For the foregoing reasons I hold that the Downey patents, No. 2,587,710 and No. 2,646,593 are valid and infringed.
The irrefutable evidence is that defendants wilfully and deliberately engaged in infringement practices with the intent to deceive and defraud plaintiff.
Defendants’ stratagem from October or November of 1954, and continuing to date, manifested their intent to appropriate the Downey invention in complete disrespect of its rights under the patent.
Prior to commencing this suit plaintiff and defendants corresponded frequently and conferred concerning the charge of infringement. Investigations were required of plaintiff prior to giving notice of infringement in 1955. Suit was commenced on October 7, 1958. Extensive preparations for trial were made to establish the charge of infringement. Several pretrial conferences were held. All this assiduity to protect the patents against infringement, and on March 1, 1962, in the fourth week of the trial, defendants admitted that the spinners, which they had concealed from plaintiff, infringed plaintiff’s patents. Protracted, vexatious and expensive litigation is the history of this case.
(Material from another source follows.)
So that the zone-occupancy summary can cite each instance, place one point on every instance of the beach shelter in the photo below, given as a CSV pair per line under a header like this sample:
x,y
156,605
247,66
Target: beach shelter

From what I have said I hold that defendants’ counterclaim for declaratory judgment should be dismissed; that plaintiff is the owner of United 'States Letters Patent No. 2,587,710 and No. 2,646,593 and has the right to sue for infringement thereof; that plaintiff’s patents No. 2,587,710 and No. 2,646,593 are valid; that the defendants Rock Wool Insulating Company and Herbert F. Korholz have infringed the aforesaid patents through the use by Rock Wool Insulating Company and by the use of the so-called Corsentino rotary apparatus; that the defendants MPM Investment Company and Herbert F. Korholz, who controls said company, have likewise infringed said patents; that defendants Better Industries, Inc., and Herbert F. Korholz have infringed said patents by the use thereof of the so-called Corsentino rotary apparatus; that plaintiff is entitled to an injunction enjoining the defendants from further infringement of said patents; that plaintiff is entitled to an accounting of damages sustained by said infringement and to judgment for damages, including reasonable attorneys’ fees, costs and interest, to be determined after the accounting is filed with the Clerk of the United States District Court for the District of Colorado pursuant to judgment to be entered herein. The Court’s findings of fact and conclusions of law are submitted herewith. Plaintiff will submit proposed Judgment within fifteen days from this date in conformity with this memorandum.